Lord Balfour wrote in a private memorum sent to Lord Curzon, his successor at the Foreign Office (Curzon initially opposed Zionism) on 11 August 1919:
'For in Palestine we do not propose to go through the form of consulting the wishes of the present inhabitants . The four great powers are committed to Zionism & Zionism, be it right or wrong, good or bad, is rooted in age-long tradition, in present needs, in future hopes, of far profounder import than the desires & prejudices of the 700,000 Arabs who now inhabit that ancient land.'

In the 1924–1925 the British had already formalized the principle of collective punishment in Palestine Collective Responsibility & Punishment Ordinances, updated in 1936 with the Collective Fines Ordinance. Fines totalled £1,000,000, unsupportable for Palestinians as the army confiscated livestock, imposed curfews & established police posts, demolished houses & detained the Arab men in detention camps.

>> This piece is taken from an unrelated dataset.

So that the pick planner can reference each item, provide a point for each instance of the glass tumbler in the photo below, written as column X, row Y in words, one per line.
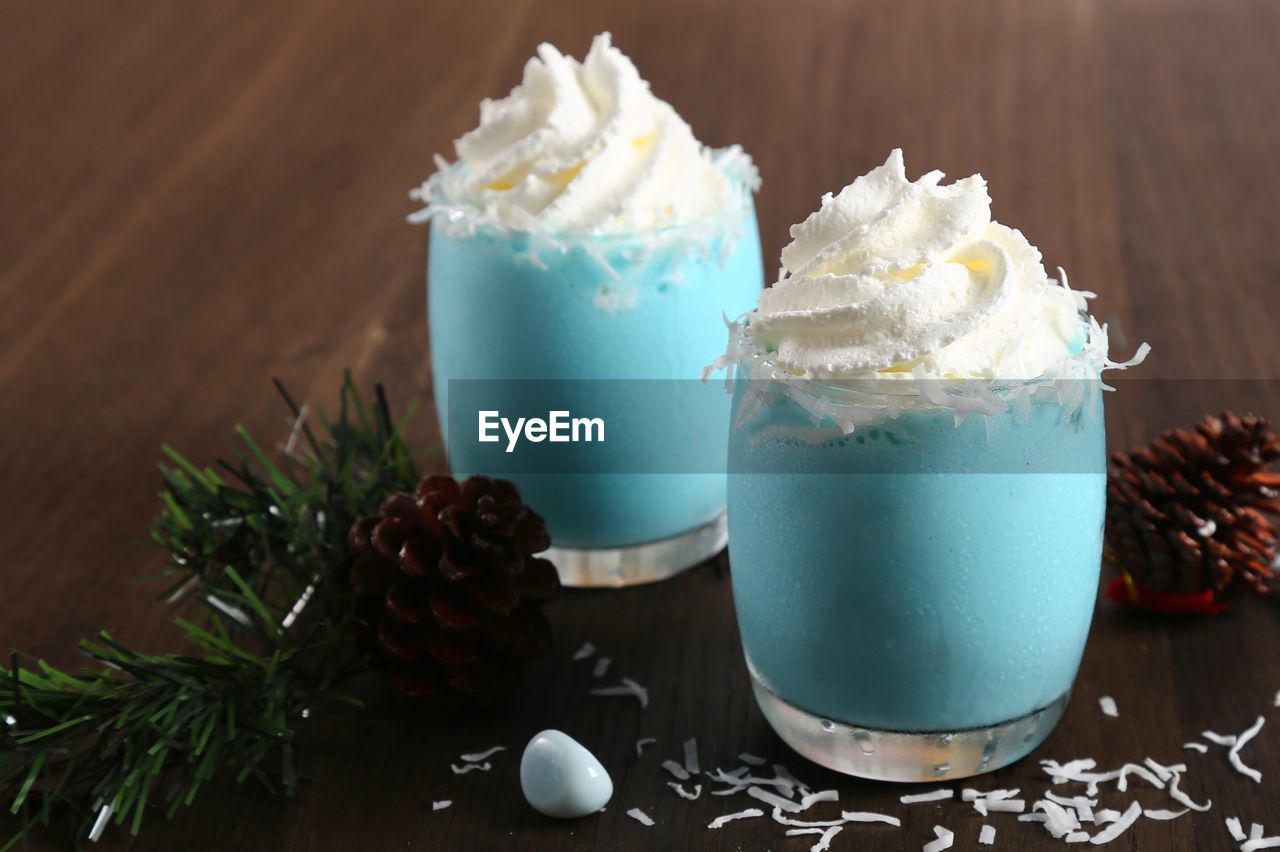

Following the Arab capture of the Old City of Jerusalem in October 1938, the army took over Palestine.

The Brits armed & trained the Jews. It took 1/3 of the British forces to quell the uprising. The Palestinians devastated & disarmed, the British subsequently hunting down & killing those with leadership skills.

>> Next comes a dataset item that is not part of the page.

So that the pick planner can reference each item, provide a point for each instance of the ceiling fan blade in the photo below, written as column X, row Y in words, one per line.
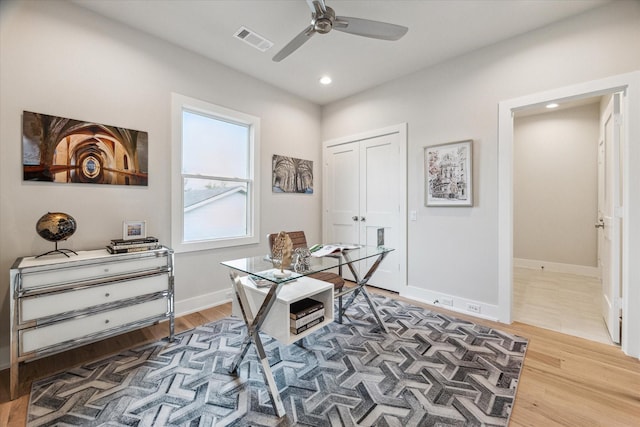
column 368, row 28
column 317, row 6
column 297, row 41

By 1946 - 47 the Brits quit, being attacked by both the Palestinians & the Jew/Zionist terrorists.

The United Nations Partition Plan, described as a Plan of Partition with Economic Union which would lead to the creation of independent Arab & Jewish States & the Special International Regime for the City of Jerusalem. On 29/11/ 1947, the General Assembly recommended its adoption.

1948 The proposed split was 45/55. 55% to the Jews who owned approximately 6 % of the land & totalled 35 % of the population.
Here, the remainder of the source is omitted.